Quando si cambia allenatore dopo quasi un decennio, la parola più semplice da pronunciare è «rivoluzione». Ma sarebbe profondamente sbagliato usarla per raccontare il passaggio da Gian Piero Gasperini a Ivan Juric sulla panchina dell'Atalanta. Perché se è vero che il tecnico croato ha nelle sue mani il compito di aprire un nuovo ciclo, è altrettanto chiaro che il filo rosso che lo lega al maestro è tutt'altro che spezzato. Anzi, è robusto e visibile a occhio nudo.

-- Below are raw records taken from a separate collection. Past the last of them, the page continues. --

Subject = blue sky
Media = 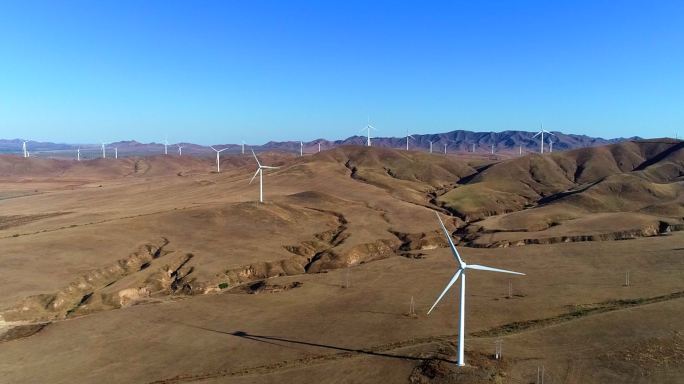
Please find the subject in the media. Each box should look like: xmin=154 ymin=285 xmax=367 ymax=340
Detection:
xmin=0 ymin=1 xmax=682 ymax=145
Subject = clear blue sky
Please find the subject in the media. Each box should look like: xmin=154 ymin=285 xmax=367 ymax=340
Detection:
xmin=1 ymin=0 xmax=682 ymax=144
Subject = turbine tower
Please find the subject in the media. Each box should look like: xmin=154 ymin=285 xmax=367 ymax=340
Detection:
xmin=428 ymin=213 xmax=525 ymax=366
xmin=241 ymin=140 xmax=246 ymax=155
xmin=115 ymin=147 xmax=118 ymax=159
xmin=361 ymin=119 xmax=376 ymax=146
xmin=405 ymin=130 xmax=414 ymax=151
xmin=77 ymin=147 xmax=81 ymax=161
xmin=300 ymin=141 xmax=303 ymax=156
xmin=249 ymin=150 xmax=279 ymax=203
xmin=549 ymin=136 xmax=554 ymax=153
xmin=210 ymin=146 xmax=229 ymax=172
xmin=101 ymin=143 xmax=106 ymax=159
xmin=177 ymin=144 xmax=184 ymax=156
xmin=318 ymin=142 xmax=321 ymax=153
xmin=22 ymin=141 xmax=28 ymax=158
xmin=429 ymin=140 xmax=433 ymax=153
xmin=444 ymin=142 xmax=448 ymax=154
xmin=532 ymin=124 xmax=554 ymax=154
xmin=164 ymin=137 xmax=168 ymax=155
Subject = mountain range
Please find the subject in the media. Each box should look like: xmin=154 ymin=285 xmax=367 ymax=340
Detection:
xmin=0 ymin=129 xmax=641 ymax=158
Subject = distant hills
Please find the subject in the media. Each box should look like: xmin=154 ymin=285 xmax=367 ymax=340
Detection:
xmin=0 ymin=130 xmax=641 ymax=158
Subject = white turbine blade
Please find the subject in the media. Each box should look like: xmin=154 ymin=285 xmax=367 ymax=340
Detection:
xmin=249 ymin=169 xmax=260 ymax=184
xmin=251 ymin=149 xmax=262 ymax=167
xmin=532 ymin=132 xmax=541 ymax=138
xmin=427 ymin=269 xmax=462 ymax=315
xmin=545 ymin=131 xmax=556 ymax=136
xmin=369 ymin=124 xmax=377 ymax=131
xmin=218 ymin=148 xmax=229 ymax=153
xmin=435 ymin=212 xmax=464 ymax=265
xmin=209 ymin=146 xmax=217 ymax=152
xmin=466 ymin=264 xmax=525 ymax=275
xmin=261 ymin=165 xmax=279 ymax=169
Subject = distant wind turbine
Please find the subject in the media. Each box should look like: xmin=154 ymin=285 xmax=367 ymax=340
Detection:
xmin=519 ymin=145 xmax=522 ymax=156
xmin=77 ymin=147 xmax=81 ymax=161
xmin=249 ymin=150 xmax=279 ymax=203
xmin=300 ymin=141 xmax=303 ymax=156
xmin=472 ymin=143 xmax=475 ymax=153
xmin=428 ymin=140 xmax=434 ymax=153
xmin=405 ymin=130 xmax=415 ymax=151
xmin=318 ymin=142 xmax=321 ymax=153
xmin=532 ymin=124 xmax=554 ymax=154
xmin=549 ymin=136 xmax=555 ymax=153
xmin=101 ymin=143 xmax=106 ymax=159
xmin=115 ymin=147 xmax=118 ymax=159
xmin=241 ymin=140 xmax=246 ymax=155
xmin=361 ymin=119 xmax=377 ymax=147
xmin=210 ymin=146 xmax=229 ymax=172
xmin=22 ymin=141 xmax=28 ymax=158
xmin=177 ymin=144 xmax=184 ymax=156
xmin=428 ymin=213 xmax=525 ymax=366
xmin=164 ymin=137 xmax=168 ymax=155
xmin=491 ymin=144 xmax=495 ymax=155
xmin=444 ymin=142 xmax=448 ymax=155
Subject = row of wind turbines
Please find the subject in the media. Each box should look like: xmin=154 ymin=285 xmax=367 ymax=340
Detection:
xmin=361 ymin=121 xmax=558 ymax=154
xmin=18 ymin=121 xmax=557 ymax=162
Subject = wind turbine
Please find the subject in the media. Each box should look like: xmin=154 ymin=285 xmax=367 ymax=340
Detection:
xmin=115 ymin=147 xmax=118 ymax=159
xmin=77 ymin=147 xmax=81 ymax=161
xmin=472 ymin=143 xmax=475 ymax=153
xmin=405 ymin=129 xmax=415 ymax=151
xmin=428 ymin=140 xmax=434 ymax=153
xmin=519 ymin=145 xmax=522 ymax=156
xmin=444 ymin=142 xmax=448 ymax=155
xmin=318 ymin=142 xmax=321 ymax=153
xmin=241 ymin=140 xmax=246 ymax=155
xmin=427 ymin=212 xmax=525 ymax=366
xmin=22 ymin=141 xmax=28 ymax=158
xmin=361 ymin=119 xmax=376 ymax=147
xmin=164 ymin=137 xmax=168 ymax=155
xmin=209 ymin=146 xmax=229 ymax=172
xmin=300 ymin=141 xmax=303 ymax=156
xmin=177 ymin=144 xmax=184 ymax=156
xmin=491 ymin=144 xmax=495 ymax=155
xmin=249 ymin=150 xmax=279 ymax=203
xmin=548 ymin=136 xmax=555 ymax=153
xmin=101 ymin=143 xmax=106 ymax=159
xmin=532 ymin=124 xmax=554 ymax=154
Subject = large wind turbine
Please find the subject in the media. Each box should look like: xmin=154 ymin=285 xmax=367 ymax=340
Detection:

Juric è uomo di paradossi. È il nuovo che avanza, certo, ma è anche l'allievo fedele del suo predecessore. Il destino ha sempre voluto giocare con lui e con Bergamo, negandogli la vittoria da avversario su quello che oggi sarà il suo palcoscenico quotidiano. Curiosa nemesi: colui che ha saputo costruire un calcio di rara intensità e coraggio altrove, ha sempre faticato maledettamente contro la Dea del maestro Gasperini.
E qui entra in gioco la bellezza della scelta fatta dalla società nerazzurra: non un taglio netto, ma un'eredità quasi spirituale. Juric dovrà mantenere intatti quei principi tattici che hanno fatto grande l'Atalanta in Italia e in Europa – pressing feroce, corsa al limite dell’umano, aggressività esasperata – e spingerli verso orizzonti ancora inesplorati. Dovrà essere simile, eppure diverso; dovrà essere vicino, ma non identico. Un compito complesso, ambizioso e affascinante.
L'aspetto che incuriosisce maggiormente è l'impatto che potrà avere con la qualità della rosa nerazzurra. Finora Juric ha dato il meglio con organici limitati: il Verona degli emergenti, il Torino delle occasioni da rilanciare. Adesso invece può contare su una rosa altamente qualitativa, Scamacca e Retegui, una coppia offensiva da élite assoluta, potenzialmente devastante. Può permettersi di alzare il tiro, aggiungere al suo spartito fatto di sacrificio e furore, le note della classe e dell'efficacia realizzativa. Sarà il banco di prova definitivo per un tecnico che deve dimostrare di essere anche qualcosa di più del «Gasperini 2.0».
Al di là del campo, c'è poi l’aspetto umano e ambientale. Bergamo è una città che non ama gli sconvolgimenti, ma sa riconoscere la competenza e la sincerità. Juric è un uomo autentico, che fuori dal terreno di gioco frequenta silenziosamente le mense per i poveri e si rigenera ascoltando death metal: atipico, genuino, distante dal cliché del tecnico tutto schemi e tattica. Questo aspetto conta moltissimo nella città della Dea, dove l'empatia fra ambiente e allenatore è decisiva.
Juric avrà bisogno di tempo e fiducia. Non potrà – né dovrà – essere giudicato subito. Ha davanti un percorso lungo, fatto di dettagli da affinare e tabù da sfatare. Primo tra tutti: vincere finalmente nella città che non gli ha mai sorriso da avversario.
La scelta dell'Atalanta, per molti versi audace, nasconde un piano preciso: rinnovare senza distruggere, cambiare restando fedeli a se stessi. Una sfida enorme, una responsabilità affascinante, ma anche la consapevolezza che il calcio più bello è quello che non smette mai di evolversi. Juric ha tutte le carte per riuscirci. Bergamo, ora, lo aspetta con fiducia: stavolta, però, sarà lui a dover regalare sorrisi ai tifosi, scrivendo finalmente una storia vincente sotto le mura del Gewiss Stadium.